The recent financial dilemmas he has faced as supervisor – since 2010, the State of New York has imposed a 2 percent tax cap on counties and municipalities, at the same time cutting state aid – will be helpful in his new role at 197 Main St., he said.

He is particular perturbed by the state practice of committing funding, then reneging after counties and towns have already spent the money.   With Middlefield’s town budget in the $1.3 million range, “a couple of hundred thou – that’s 20 percent of our revenues.”

This year, the $1.2 million the state clawed back was a significant part of the $9.2 million gap the county board had to fill by cutting some jobs and leaving others unfilled.  “The county has cut services as much as they can,” said Bliss.  “You can only kick the can down the road so far.”  In his view, state mandates should be 100-percent state-funded.

That’s particularly important because, with the heroin problem and other issues, the county is facing challenges that will be costly to overcome, he said.

David Bliss is joining the county board 213 years after his family first arrived, in 1803, settling in Hartwick.  Blisses have been farming in the Red Creek neighborhood since the 1870s, and they are numerous.  His father, Claude (Dave’s mom was Anna), had two brothers, Clyde (the father of Terry Bliss, former county director of planning) and Carl, who lives in California.

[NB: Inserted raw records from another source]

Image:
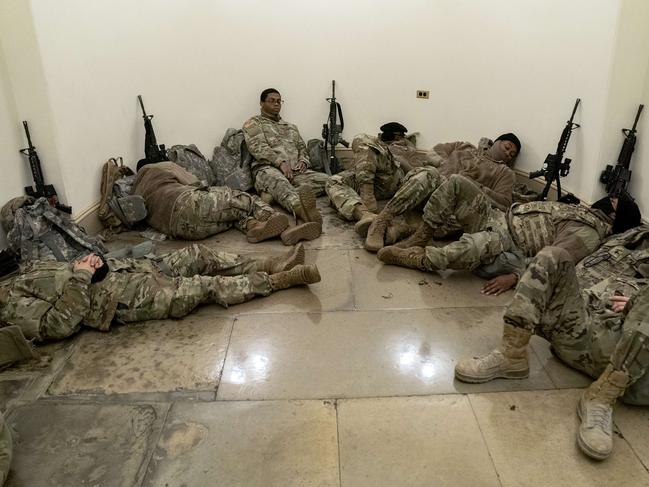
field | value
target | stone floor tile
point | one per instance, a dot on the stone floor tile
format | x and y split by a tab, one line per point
420	441
563	376
62	445
361	354
287	443
152	356
379	286
333	293
531	437
633	423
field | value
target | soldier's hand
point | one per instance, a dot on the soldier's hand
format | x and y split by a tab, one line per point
285	167
619	302
90	263
500	284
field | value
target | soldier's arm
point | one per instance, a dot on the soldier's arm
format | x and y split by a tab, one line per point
257	144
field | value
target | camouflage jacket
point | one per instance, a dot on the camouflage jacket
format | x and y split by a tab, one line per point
271	142
50	301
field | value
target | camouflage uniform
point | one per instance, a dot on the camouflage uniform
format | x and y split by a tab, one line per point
489	232
571	309
272	142
50	300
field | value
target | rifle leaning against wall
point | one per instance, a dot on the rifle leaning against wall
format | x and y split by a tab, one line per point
555	166
616	178
152	151
40	189
332	133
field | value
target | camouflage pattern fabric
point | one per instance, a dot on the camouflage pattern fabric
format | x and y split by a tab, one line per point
6	449
271	180
41	232
197	214
49	300
579	322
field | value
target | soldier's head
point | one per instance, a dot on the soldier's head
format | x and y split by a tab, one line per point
270	101
506	148
392	131
623	209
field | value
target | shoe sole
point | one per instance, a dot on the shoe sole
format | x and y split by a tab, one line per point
515	374
582	445
307	199
305	231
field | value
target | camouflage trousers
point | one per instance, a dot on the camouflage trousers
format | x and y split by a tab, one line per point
197	275
271	180
6	449
584	332
485	236
199	214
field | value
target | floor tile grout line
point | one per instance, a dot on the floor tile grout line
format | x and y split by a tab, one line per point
484	440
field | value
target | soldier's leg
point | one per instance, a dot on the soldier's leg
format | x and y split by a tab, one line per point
271	180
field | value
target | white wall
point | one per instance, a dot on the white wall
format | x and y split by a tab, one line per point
491	67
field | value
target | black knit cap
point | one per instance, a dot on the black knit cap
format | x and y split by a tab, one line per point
512	138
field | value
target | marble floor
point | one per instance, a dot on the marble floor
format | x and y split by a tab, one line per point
348	382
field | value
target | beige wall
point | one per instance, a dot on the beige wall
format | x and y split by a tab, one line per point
490	66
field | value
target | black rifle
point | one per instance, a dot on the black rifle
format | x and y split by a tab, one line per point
331	133
555	166
616	178
40	189
152	151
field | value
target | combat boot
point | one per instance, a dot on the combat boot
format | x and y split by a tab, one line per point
376	233
420	238
363	218
301	274
367	196
595	409
304	231
274	226
281	263
414	257
309	211
507	362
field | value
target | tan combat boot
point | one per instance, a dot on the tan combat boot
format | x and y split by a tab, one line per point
309	211
420	238
304	231
414	257
507	362
274	226
376	233
283	262
595	409
301	274
367	196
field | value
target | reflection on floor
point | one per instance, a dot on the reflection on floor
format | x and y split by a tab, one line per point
345	383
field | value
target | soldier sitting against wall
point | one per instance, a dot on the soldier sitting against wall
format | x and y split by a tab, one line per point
180	206
51	300
488	166
380	165
525	227
596	318
281	163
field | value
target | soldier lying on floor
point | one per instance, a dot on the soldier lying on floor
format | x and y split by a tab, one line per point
596	319
180	206
52	300
380	164
488	166
489	232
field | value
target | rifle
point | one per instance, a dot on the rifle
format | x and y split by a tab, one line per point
555	166
331	133
616	178
152	151
41	189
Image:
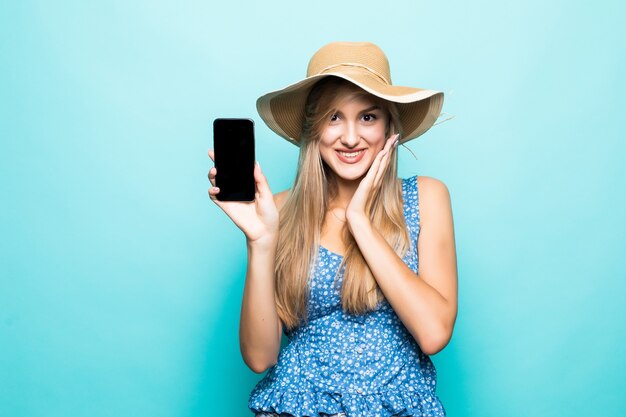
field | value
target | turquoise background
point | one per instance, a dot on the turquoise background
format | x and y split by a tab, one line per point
121	283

In addition to brother Tim, David has six sisters, Sandy, Connie, Patty, Joanne, Amy and Laura.  Several of the sisters are teachers, including Patricia, who returned to Otsego County a decade ago to become principal at the former St. Mary’s School in Oneonta; she is now principal at Rome Catholic.

David and his wife, Kim, who teaches at Richfield Spring Central, have three children, Rachel, who works at New York Central Mutual; Eric, who is with Barnes & Noble in New York City, and Ethan, who is studying criminal justice at Utica College.